4. The intelligent meeting assistance system according to claim 3, wherein the text content includes one or a combination of a printed text content and a handwritten text content of the image, and the optical character recognition circuit executes the text recognition process on the image to recognize the printed text content and the handwritten text content of the image.
5. The intelligent meeting assistance system according to claim 3, wherein the chart content includes one or a combination of a pie chart content, a line chart content and a bar chart content of the image, and the chart recognition circuit executes the chart recognition process on the image to recognize the pie chart content, the line chart content and the bar chart content of the image.

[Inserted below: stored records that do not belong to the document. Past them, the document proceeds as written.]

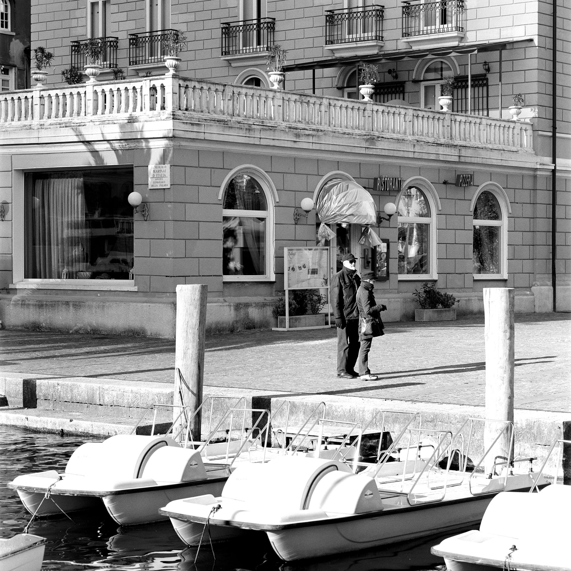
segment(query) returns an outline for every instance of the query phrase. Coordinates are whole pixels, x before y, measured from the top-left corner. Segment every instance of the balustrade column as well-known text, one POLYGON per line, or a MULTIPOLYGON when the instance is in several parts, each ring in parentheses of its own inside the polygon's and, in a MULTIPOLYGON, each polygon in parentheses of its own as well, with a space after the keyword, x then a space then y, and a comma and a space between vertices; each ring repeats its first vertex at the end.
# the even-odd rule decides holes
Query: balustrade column
POLYGON ((165 77, 164 80, 164 108, 166 111, 178 111, 179 80, 174 77, 165 77))

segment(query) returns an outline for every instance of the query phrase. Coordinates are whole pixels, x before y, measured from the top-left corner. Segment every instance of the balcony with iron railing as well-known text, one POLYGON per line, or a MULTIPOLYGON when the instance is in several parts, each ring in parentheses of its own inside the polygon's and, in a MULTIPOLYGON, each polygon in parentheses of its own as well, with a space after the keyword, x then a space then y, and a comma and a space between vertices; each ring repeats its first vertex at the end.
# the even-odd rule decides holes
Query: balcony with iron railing
MULTIPOLYGON (((0 130, 9 130, 13 142, 37 136, 34 128, 49 137, 53 132, 47 128, 50 126, 71 127, 70 132, 77 134, 82 125, 92 128, 92 122, 115 124, 127 119, 130 123, 180 120, 197 125, 211 123, 215 131, 219 130, 216 132, 224 125, 224 136, 242 132, 245 125, 281 130, 284 136, 295 131, 296 144, 305 132, 313 141, 317 131, 322 137, 328 135, 332 141, 338 140, 335 144, 346 144, 342 140, 347 137, 388 138, 393 146, 399 140, 410 144, 413 139, 431 148, 444 145, 447 152, 451 146, 464 149, 460 151, 464 154, 472 147, 478 156, 488 154, 490 161, 498 150, 533 153, 530 123, 176 76, 0 94, 0 130), (233 130, 236 128, 238 131, 233 130)), ((514 160, 513 155, 510 160, 514 160)))
MULTIPOLYGON (((115 69, 117 67, 117 47, 119 38, 112 36, 96 38, 101 46, 101 56, 99 63, 103 69, 115 69)), ((70 46, 71 67, 77 70, 82 70, 87 63, 85 55, 85 44, 88 41, 77 40, 71 42, 70 46)))
POLYGON ((384 6, 325 12, 325 49, 335 55, 368 55, 383 47, 384 6))
POLYGON ((164 65, 166 42, 171 34, 178 39, 176 30, 159 30, 129 34, 129 66, 164 65))
POLYGON ((404 42, 415 47, 456 46, 464 37, 464 0, 403 3, 404 42))
POLYGON ((275 18, 222 22, 222 59, 236 65, 263 63, 274 45, 275 29, 275 18))

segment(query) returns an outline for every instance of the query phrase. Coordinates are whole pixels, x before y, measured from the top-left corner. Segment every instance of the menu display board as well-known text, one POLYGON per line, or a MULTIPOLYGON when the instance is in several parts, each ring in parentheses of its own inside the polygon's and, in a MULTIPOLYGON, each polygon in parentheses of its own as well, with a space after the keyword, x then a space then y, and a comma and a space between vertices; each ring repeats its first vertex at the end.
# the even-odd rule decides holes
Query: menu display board
POLYGON ((284 248, 286 289, 316 289, 329 285, 329 248, 284 248))

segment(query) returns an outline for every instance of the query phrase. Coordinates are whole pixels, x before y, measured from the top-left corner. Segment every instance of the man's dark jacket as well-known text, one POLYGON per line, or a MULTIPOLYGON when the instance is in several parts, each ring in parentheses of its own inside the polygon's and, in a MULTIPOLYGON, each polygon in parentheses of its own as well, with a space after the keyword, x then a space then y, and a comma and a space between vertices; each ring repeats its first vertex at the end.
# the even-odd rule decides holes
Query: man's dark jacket
MULTIPOLYGON (((384 329, 385 326, 381 319, 381 308, 380 305, 376 305, 375 295, 373 294, 372 284, 364 282, 361 284, 361 287, 357 291, 357 305, 361 317, 363 319, 374 317, 375 320, 377 322, 375 329, 380 332, 378 335, 383 335, 383 329, 384 329)), ((359 332, 360 333, 360 331, 359 332)), ((364 335, 361 333, 360 336, 363 338, 368 338, 377 337, 377 335, 364 335)))
POLYGON ((361 279, 354 270, 344 266, 331 280, 331 304, 336 319, 358 319, 357 290, 361 279))

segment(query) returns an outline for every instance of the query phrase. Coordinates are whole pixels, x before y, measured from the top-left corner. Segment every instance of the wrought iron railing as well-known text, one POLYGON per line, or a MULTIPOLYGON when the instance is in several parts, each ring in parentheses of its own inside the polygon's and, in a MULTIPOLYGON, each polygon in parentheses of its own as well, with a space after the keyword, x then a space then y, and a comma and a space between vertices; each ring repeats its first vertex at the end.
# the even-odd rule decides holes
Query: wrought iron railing
POLYGON ((384 6, 325 11, 326 46, 349 42, 383 41, 384 6))
POLYGON ((403 6, 403 37, 464 31, 464 0, 441 0, 403 6))
MULTIPOLYGON (((101 57, 98 63, 104 69, 114 69, 117 67, 117 47, 119 38, 114 37, 96 38, 101 44, 101 57)), ((82 70, 87 63, 85 45, 87 40, 77 40, 71 42, 71 67, 82 70)))
POLYGON ((178 39, 176 30, 159 30, 154 32, 129 34, 129 65, 162 63, 167 55, 166 40, 171 33, 178 39))
POLYGON ((274 33, 276 29, 275 18, 226 22, 220 25, 223 55, 269 51, 274 45, 274 33))

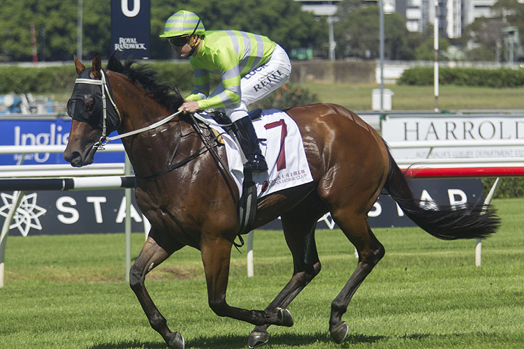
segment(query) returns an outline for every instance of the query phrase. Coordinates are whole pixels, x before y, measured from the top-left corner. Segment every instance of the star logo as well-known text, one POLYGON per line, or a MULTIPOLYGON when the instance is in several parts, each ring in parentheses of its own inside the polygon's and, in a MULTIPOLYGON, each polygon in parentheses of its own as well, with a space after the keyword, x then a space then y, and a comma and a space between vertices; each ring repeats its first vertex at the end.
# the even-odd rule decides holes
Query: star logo
MULTIPOLYGON (((3 206, 0 207, 0 216, 7 217, 9 210, 13 207, 13 202, 15 195, 10 195, 5 193, 0 193, 3 206)), ((24 195, 20 201, 20 206, 13 217, 13 223, 9 229, 18 228, 23 237, 27 237, 31 228, 38 230, 42 230, 38 217, 45 214, 47 210, 36 205, 36 193, 24 195)))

6. The intelligent meeting assistance system according to claim 3, wherein the image analysis process further includes an animation recognition process, and the image content includes one or a combination of the text content, the chart content and an animation content of the image.
7. The intelligent meeting assistance system according to claim 6, wherein the image analyzing device further includes: an animation recognition circuit configured to execute the animation recognition process on the image to generate a third event record that records the animation content; wherein the image analyzing device is further configured to generate the first meeting minutes that record the image content based on the first event record, the second event record and the third event record.
8. The intelligent meeting assistance system according to claim 7, further comprising: an audio input device configured to generate audio data during the meeting; and an audio analyzing device coupled to the audio input device, wherein the audio analyzing device is configured to execute an audio analysis process on the audio data to generate second meeting minutes that record a plurality of records of speech content.
9. The intelligent meeting assistance system according to claim 8, wherein the image capturing device is further configured to sequentially capture multiple ones of the image displayed by the interactive device during the meeting, and the image analyzing device generates the first meeting minutes that separately records multiple ones of the image content.
10. The intelligent meeting assistance system according to claim 9, wherein the image analyzing device is further configured to add a timestamp to each of the multiple ones of the image content recorded in the first meeting minutes, and the audio analyzing device is further configured to add the timestamp to each of the plurality of speech contents recorded in the second meeting minutes.
11. The intelligent meeting assistance system according to claim 10, further comprising: an artificial intelligence processing circuit coupled to the image analyzing device and the audio analyzing device, and receiving the first meeting minutes and the second meeting minutes, wherein the artificial intelligence processing circuit is configured to integrate the first meeting minutes and the second meeting minutes, and input meeting minutes that is integrated into a natural language processing and machine learning model to analyze and generate third meeting minutes.
12. A method for generating meeting minutes, the method comprising following processes: configuring an image capturing device to capture an image displayed by an interactive device during a meeting; and configuring an image analyzing device to execute an image analysis process on the image to generate first meeting minutes that record image content.
13. The method according to claim 12, wherein the image content includes one or a combination of a text content and a chart content of the image, and the image analysis process includes a text recognition process and a chart recognition process.
14. The method according to claim 13, wherein the processes of configuring the image analyzing device to perform the image analysis process on the image includes: configuring an optical character recognition circuit to perform the text recognition process on the image to generate a first event record that records the text content; and configuring a chart recognition circuit to execute the chart recognition process on the image to generate a second event record that records the chart content.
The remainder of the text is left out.